It is a pity that the Asia-Pacific Economic Cooperation (APEC) 2018 in Papua New Guinea (PNG) ended without a formal joint statement for the first time since its birth in 1989 and the "Leaders' Meeting" upgraded in 1993.

Instead, Papua New Guinean Prime Minister Peter O'Neill released a closing statement for the meeting as a substitute.

Currently, there is a widespread explanation in the media that the 2018 APEC meeting was unable to produce its traditional joint communique at the end for the first time in history due to disagreements over the future of multilateral trade, in which the first and second largest economies in the world revealed competing visions for the region.

However, this argument is not accurate.

Disagreements and different views of regional economic affairs always exist extensively among all participants within the framework of APEC, rather than exclusively between China and the U.S.

During the past year, there were also divisions between China and the U.S. in many aspects.

Therefore, considering the fact that the so-called "(China-US) division" is substantially a perennial "constant" rather than an "independent variable" in this context, it is logically incorrect to regard it as the major cause of the absence of the leader's joint communique this year.

What is the real factor?
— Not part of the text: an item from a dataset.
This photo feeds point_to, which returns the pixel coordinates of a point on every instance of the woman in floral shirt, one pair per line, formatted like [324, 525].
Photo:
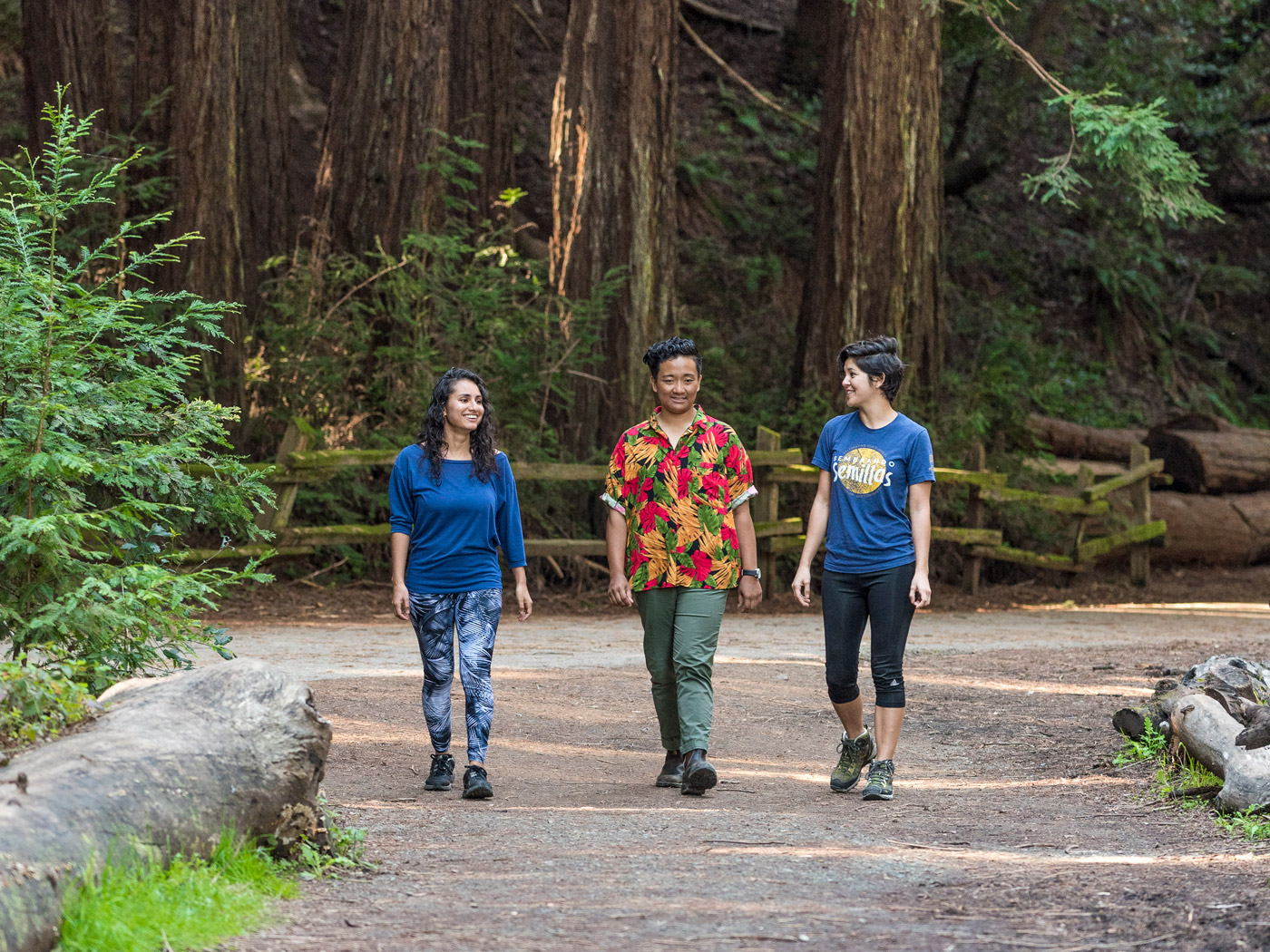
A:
[679, 537]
The rising "unilateralism" under Trumpism in the U.S. might be (one of) the root causes.

In the past two years, since Trump came to power in the White House and dominated American economic and trade policy with its Pacific partners and the rest, there have been increasing numbers of trade disputes in this region.

Many of them occurred suddenly even between the U.S. and its closest allies such as ROK and Japan, and were all managed through an increasingly arbitrary and unilateral approach as the international community witnessed and criticized.
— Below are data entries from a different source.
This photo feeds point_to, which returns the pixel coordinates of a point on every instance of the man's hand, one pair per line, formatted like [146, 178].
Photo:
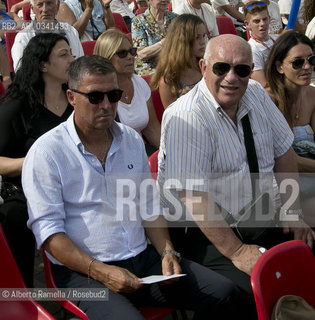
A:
[170, 266]
[245, 257]
[119, 279]
[300, 230]
[105, 2]
[89, 4]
The current so-called "tit-for-tat trade war" between China and the U.S. is no more than a fresh version of the old and tedious story between Reagan, President Trump's idol, and his Japanese “allied-enemy” in the 1980s.

As Wang Yi, Chinese State Councilor and Foreign Minister pointed out, the imposition of protectionist and unilateral views was the main reason for the failure to release a joint declaration at the APEC Economic Leaders' Meeting.

This year's Leaders' Meeting that ended without all parties agreeing on a final declaration is substantially due to individual economies insisting on imposing verbiage onto other parties while rudely rejecting any reasonable revisions proposed by China and other parties.

In the past three decades, APEC members, including the U.S., have practiced the values and basic rule of "Decision by Consensus", which is in the common interest of all parties involved and hence of the greatest importance that can never be ignored or abandoned by any individual member.

This value, or in Chinese President Xi Jinping's words, the "spirit of a community" that was widely commended by all sides, offered the APEC meetings a great success and furthered its institutional progress and contribution to the regional economy and trade.

However, Trumpist unilateralism and protectionism have put sand in the wheels of APEC by wearing and tearing its original spirit of "Decision by Consensus".

In addition, there is another piece of bad news that during the meeting, the U.S. Vice President Mike Pence claimed that the U.S. would join Australia in developing a naval base in PNG, as "an apparent move to curb China's growing influence" to help "protect sovereignty and maritime rights in the Pacific islands".

However, as the local media of PNG and international commentators pointed out, the "Pacific Rim" does not need an arms race in any form, but the re-building of the spirit of "Decision by Consensus" in an era of deteriorating unilateralism and protectionism.